A study of Burlington's water billing system found that the city is out $434,000 in uncollected fees.
Consulting company KPMG found that the Department of Public Works had 17 errors on the books. Some customers had been overcharged while others had been undercharged, according to DPW director Chapin Spencer, who presented the findings at Monday's Board of Finance meeting.
The city hired KPMG for a review of its water billing system after discovering last November that it had overcharged the University of Vermont more than $2 million for its water use. The city has established a plan to repay UVM the cash.
KPMG examined the 98 compound meters that the city oversees, said Spencer. The meters measure the flow of large quantities of water for businesses or large institutions — not private homes. UVM has 25 such meters.
All told, the city overbilled four customers a total of $210,000, KPMG found. Some customers had errors in more than one account.
The city also did not collect about $644,000 worth of water bills, ranging from $8,619 to $256,456. In one instance, the undercharge of $256,456, the department added an extra zero and miscalculated by a factor of 10, said Megan Moir, assistant DPW director for water resources.
The city is notifying the affected customers, Moir said. "We will be as flexible as possible" in creating a plan for repayment, she added.
In March 2017, DPW discovered that it had overcharged Zero Gravity Craft Brewery $144,500 for water. That November, the department discovered the multimillion dollar mistake involving UVM.
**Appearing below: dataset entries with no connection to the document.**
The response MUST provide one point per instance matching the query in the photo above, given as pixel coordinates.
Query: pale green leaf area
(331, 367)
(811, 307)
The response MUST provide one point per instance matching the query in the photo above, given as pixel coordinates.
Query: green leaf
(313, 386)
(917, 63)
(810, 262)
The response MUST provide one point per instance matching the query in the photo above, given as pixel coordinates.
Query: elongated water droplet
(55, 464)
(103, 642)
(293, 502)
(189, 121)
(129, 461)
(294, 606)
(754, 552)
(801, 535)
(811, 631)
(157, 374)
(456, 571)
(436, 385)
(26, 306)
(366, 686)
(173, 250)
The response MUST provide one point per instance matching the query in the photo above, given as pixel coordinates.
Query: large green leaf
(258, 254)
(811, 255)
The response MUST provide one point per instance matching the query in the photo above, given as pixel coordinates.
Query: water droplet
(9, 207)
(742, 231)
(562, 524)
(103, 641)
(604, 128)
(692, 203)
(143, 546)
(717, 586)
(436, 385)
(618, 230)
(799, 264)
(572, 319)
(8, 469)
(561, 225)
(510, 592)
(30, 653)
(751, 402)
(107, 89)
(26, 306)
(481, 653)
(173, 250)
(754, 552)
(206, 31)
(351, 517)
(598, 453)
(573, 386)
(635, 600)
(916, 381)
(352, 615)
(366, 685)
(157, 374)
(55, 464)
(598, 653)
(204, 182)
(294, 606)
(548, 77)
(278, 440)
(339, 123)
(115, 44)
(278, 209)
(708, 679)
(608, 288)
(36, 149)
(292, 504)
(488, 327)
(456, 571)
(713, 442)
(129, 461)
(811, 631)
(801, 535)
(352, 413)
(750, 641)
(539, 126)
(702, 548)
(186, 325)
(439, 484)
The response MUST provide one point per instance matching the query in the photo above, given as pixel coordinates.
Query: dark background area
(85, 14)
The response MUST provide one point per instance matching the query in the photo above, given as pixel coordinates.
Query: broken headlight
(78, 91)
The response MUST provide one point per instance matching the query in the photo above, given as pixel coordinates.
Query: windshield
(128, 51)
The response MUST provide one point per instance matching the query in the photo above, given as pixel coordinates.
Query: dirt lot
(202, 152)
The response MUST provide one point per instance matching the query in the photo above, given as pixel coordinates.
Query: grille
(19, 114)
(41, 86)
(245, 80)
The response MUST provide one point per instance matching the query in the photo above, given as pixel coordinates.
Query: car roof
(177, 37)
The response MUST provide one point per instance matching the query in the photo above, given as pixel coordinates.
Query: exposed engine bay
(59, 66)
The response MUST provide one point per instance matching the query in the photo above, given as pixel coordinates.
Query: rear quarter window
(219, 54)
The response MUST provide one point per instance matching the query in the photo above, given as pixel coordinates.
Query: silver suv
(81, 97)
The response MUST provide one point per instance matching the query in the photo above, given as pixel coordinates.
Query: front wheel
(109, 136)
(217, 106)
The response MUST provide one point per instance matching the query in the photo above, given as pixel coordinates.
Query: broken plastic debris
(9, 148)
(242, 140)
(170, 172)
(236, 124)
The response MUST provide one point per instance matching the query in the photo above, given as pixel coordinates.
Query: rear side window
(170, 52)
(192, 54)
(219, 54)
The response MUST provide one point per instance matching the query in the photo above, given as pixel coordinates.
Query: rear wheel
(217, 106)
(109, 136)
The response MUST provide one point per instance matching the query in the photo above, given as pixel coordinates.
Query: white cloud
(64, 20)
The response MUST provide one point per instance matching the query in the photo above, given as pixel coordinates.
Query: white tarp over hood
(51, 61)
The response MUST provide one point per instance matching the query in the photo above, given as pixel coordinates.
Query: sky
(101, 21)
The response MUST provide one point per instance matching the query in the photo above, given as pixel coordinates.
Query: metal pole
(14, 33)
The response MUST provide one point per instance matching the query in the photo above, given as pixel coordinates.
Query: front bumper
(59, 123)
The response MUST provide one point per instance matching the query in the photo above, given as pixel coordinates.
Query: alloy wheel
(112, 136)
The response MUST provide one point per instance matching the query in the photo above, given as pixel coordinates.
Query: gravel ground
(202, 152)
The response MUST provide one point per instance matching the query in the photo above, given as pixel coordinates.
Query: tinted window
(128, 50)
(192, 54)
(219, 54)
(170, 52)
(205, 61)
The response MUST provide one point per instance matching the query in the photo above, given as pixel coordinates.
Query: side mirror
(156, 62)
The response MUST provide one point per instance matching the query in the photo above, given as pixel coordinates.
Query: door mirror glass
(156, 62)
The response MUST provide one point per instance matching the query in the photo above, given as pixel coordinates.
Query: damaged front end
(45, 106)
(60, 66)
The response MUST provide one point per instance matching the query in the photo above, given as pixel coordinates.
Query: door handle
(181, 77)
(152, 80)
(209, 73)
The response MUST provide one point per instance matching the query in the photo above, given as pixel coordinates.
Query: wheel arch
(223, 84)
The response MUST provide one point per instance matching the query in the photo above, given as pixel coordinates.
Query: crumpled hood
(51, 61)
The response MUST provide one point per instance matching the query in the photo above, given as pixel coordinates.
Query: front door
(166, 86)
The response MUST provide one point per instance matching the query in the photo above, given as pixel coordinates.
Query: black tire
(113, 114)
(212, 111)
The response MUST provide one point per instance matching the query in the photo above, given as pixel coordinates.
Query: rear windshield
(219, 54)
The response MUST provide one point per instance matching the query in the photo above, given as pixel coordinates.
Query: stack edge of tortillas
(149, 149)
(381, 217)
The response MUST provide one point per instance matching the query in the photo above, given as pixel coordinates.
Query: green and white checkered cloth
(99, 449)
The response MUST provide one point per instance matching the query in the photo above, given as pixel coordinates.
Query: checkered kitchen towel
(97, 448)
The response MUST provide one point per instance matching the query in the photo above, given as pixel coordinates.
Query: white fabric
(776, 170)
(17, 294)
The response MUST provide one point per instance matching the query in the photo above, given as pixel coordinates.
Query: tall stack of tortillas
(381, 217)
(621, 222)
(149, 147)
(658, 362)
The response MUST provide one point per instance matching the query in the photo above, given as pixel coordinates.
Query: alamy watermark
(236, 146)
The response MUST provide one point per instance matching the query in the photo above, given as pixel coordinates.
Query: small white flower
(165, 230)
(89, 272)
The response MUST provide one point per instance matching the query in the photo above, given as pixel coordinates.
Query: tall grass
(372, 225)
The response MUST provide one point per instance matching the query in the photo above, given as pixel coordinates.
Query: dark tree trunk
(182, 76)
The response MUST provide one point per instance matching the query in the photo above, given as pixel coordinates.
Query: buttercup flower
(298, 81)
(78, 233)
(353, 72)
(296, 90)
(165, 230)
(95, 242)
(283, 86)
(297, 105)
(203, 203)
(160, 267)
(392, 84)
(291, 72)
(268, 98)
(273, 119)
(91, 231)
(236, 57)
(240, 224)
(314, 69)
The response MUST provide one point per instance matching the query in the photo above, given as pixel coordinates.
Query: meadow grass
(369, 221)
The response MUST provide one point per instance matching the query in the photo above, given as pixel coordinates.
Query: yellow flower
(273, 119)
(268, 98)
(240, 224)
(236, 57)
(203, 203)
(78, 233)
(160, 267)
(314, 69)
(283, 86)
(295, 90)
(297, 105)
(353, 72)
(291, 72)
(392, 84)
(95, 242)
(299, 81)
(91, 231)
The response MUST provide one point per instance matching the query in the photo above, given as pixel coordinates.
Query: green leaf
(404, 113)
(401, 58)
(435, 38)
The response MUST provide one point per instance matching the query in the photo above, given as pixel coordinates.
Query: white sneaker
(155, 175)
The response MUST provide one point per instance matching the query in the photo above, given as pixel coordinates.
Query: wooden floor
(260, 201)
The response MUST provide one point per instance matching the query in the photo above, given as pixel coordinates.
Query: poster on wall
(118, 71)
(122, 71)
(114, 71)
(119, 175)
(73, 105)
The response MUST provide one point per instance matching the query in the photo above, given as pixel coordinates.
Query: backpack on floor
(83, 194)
Those weren't the only errors, the study found.
In total, KPMG assessed 98 compound meters. Seventy-three passed, while five failed and impacted billing. Another 20 meters were flagged for data collection issues that did not affect customer bills.
Some errors involved a different type of meter. In those cases, the meters stopped running, resulting in the underbillings.
Many of the issues arose during the faulty installation of compound meters several years ago, Spencer said. The report attributed the issues to "human error."
"We concluded we can prevent these in the future by internal controls and photo documentation," Spencer said. Still, the department plants to hire a consultant for an organizational assessment this spring. The city has already paid KPMG $63,250, Spencer noted.
"We greatly regret this situation has occurred," he said.